Sir John Killigrew (died 5 March 1584) of Arwenack, near Penryn, Cornwall, was the second Governor of Pendennis Castle (1568–1584), appointed by Queen Elizabeth I, as stated on his father's brass in St Budock's Church. He was MP for Lostwithiel in 1563 and twice for the family's pocket borough of Penryn, in 1571 and 1572.

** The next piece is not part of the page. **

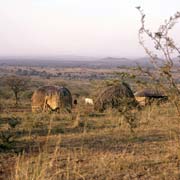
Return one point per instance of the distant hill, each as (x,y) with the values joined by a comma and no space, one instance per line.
(78,61)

His appointment as a commissioner to enquire into piracy notwithstanding, he was himself a notorious pirate and smuggler. It was said of his son John Killigrew (1547–1605), by an opposing litigant, that "He kept not within the compass of the law, as his father now and then, from fear of punishment, did."

==Origins==
===Killigrew family background===
The Killigrew family, influential in Cornish life for several centuries, arose in the parish of St Erme, some five miles north of Truro. There, the placename "Killigrew" signifies "a grove of eagles". Ralph de Killigrew was reputedly a natural son of Richard, Duke of Cornwall by Joan de Vautort, a tradition supposedly exemplified by the spread eagle and bordure bezanté of the Killigrew arms.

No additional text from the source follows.